In August 2018, Ribeiro was loaned to Sporting CP in the same league, for a fee of €250,000 and the option to make the deal permanent. He made his debut for the team from Lisbon on 7 October as a half-time substitute for the injured Romain Salin in a 4–2 loss at Portimonense.

Ribeiro surpassed Salin and Emiliano Viviano as the first-choice goalkeeper at the Estádio José Alvalade, and in January 2019 the club activated the €1 million permanent transfer clause, tying him to them until 2023. Also that month, he helped them win the Taça da Liga with penalty shootout victories over S.C. Braga (semi-final) and Porto (final); he saved three times against the former and once more from Hernâni in the latter to lift the trophy on his mother's birthday.

On 13 April 2019, Ribeiro was sent off after four minutes for a foul on Luquinhas in a 3–1 win at C.D. Aves. On 25 May he again denied Porto on penalties in the Taça de Portugal final, saving from compatriot Fernando.

Ribeiro was sent off on 12 December 2019 in the UEFA Europa League, for conceding a penalty in the 34th minute of a 3–0 loss at Austria's LASK; the result meant that Sporting finished second in their group. Having spent the second half of that season benched for youth product Luís Maximiano, he announced in April 2020 that he wanted to leave the club.

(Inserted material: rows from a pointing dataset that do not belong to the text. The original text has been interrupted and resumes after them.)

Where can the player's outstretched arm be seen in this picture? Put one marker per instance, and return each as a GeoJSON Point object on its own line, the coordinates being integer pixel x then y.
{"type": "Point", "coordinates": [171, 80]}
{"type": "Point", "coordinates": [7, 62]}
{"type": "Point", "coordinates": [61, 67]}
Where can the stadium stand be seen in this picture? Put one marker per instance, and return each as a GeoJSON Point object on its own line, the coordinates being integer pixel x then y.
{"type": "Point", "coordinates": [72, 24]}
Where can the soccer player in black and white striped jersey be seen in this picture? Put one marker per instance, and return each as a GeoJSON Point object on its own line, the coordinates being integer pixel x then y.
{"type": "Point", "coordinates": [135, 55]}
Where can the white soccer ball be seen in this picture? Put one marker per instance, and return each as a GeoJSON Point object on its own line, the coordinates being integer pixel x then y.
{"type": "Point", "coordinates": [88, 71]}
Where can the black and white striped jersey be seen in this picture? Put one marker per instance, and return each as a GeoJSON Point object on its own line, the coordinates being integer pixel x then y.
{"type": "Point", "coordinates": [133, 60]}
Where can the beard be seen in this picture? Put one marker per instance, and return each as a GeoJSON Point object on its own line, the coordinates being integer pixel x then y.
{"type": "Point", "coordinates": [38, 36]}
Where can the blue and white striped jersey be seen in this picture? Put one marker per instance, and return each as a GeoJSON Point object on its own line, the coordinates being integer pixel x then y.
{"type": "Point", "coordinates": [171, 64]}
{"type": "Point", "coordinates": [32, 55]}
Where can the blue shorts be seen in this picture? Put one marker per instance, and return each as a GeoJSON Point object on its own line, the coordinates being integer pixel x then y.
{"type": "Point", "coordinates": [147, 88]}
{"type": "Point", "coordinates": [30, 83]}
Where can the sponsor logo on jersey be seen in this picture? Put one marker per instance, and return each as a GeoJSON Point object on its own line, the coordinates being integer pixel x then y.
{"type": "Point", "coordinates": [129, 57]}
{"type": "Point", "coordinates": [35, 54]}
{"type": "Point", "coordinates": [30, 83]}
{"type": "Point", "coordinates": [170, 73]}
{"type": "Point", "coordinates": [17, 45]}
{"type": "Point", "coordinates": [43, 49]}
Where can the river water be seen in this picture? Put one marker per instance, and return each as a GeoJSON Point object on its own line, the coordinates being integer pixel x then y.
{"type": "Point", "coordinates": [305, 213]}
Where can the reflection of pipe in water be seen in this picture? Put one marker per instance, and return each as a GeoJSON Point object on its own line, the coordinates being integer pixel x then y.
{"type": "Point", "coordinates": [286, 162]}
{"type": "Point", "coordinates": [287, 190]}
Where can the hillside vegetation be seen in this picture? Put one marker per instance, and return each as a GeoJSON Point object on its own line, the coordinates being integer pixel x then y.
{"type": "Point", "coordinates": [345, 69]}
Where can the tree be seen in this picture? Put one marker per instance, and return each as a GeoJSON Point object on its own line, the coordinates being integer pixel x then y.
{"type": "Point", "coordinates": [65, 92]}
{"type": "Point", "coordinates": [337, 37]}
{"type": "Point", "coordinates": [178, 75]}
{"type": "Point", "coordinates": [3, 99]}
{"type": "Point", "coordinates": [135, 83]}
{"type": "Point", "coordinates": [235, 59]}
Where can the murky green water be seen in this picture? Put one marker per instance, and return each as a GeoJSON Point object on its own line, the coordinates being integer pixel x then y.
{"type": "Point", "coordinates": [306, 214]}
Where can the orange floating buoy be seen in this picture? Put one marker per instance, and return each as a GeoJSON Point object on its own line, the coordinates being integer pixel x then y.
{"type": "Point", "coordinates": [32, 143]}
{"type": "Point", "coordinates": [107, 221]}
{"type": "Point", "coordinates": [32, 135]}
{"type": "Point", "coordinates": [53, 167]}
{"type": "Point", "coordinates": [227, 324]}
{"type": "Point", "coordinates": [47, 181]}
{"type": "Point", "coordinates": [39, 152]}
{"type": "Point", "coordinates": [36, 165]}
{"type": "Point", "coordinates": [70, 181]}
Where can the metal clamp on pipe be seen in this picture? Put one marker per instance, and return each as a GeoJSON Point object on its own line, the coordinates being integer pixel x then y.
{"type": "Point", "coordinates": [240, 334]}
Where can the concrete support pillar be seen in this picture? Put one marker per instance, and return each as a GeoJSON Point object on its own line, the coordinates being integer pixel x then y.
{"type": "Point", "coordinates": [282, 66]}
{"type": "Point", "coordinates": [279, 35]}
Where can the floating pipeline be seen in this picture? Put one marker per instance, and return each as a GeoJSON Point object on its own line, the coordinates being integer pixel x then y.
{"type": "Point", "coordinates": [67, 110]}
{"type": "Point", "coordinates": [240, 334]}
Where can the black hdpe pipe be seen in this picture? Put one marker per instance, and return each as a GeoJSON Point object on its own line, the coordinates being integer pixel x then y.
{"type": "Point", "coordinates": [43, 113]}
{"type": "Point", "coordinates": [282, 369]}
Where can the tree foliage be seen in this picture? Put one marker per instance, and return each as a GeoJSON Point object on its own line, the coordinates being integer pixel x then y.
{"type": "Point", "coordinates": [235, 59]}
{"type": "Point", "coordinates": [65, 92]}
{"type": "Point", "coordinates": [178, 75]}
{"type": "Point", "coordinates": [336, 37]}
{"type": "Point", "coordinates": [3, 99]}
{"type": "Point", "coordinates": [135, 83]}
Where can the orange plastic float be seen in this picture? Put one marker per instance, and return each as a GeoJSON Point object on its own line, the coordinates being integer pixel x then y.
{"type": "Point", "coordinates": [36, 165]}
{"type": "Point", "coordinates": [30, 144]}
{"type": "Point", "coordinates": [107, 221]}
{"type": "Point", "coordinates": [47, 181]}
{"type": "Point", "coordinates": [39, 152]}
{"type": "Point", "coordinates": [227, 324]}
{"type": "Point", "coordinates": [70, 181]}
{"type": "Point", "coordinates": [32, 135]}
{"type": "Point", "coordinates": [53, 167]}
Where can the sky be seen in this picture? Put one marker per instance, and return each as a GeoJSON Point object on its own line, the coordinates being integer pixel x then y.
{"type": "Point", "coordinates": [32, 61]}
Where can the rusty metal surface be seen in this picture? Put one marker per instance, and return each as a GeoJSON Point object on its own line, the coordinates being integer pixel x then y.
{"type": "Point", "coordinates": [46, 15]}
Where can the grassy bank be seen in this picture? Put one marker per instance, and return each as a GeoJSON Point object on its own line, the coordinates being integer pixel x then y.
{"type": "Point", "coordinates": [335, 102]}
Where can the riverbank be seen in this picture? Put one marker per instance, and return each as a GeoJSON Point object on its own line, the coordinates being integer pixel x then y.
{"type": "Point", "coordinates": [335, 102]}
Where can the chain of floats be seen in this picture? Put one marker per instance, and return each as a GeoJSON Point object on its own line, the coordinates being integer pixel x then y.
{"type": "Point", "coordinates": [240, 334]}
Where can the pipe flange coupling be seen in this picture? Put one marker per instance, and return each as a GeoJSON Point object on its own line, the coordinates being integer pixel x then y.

Having not played since his red card against LASK, Ribeiro was released on 20 July 2022 with one year remaining on his contract, freeing up €1.3 million in Sporting's annual wages.

===Al-Ahli===
On 26 July 2022, Ribeiro joined Saudi Arabian club Al-Ahli on a one-year deal following his release from Sporting CP.

===Hartford Athletic===
On 7 November 2023, Ribeiro signed with the American USL Championship club, Hartford Athletic, pending league and federation approval.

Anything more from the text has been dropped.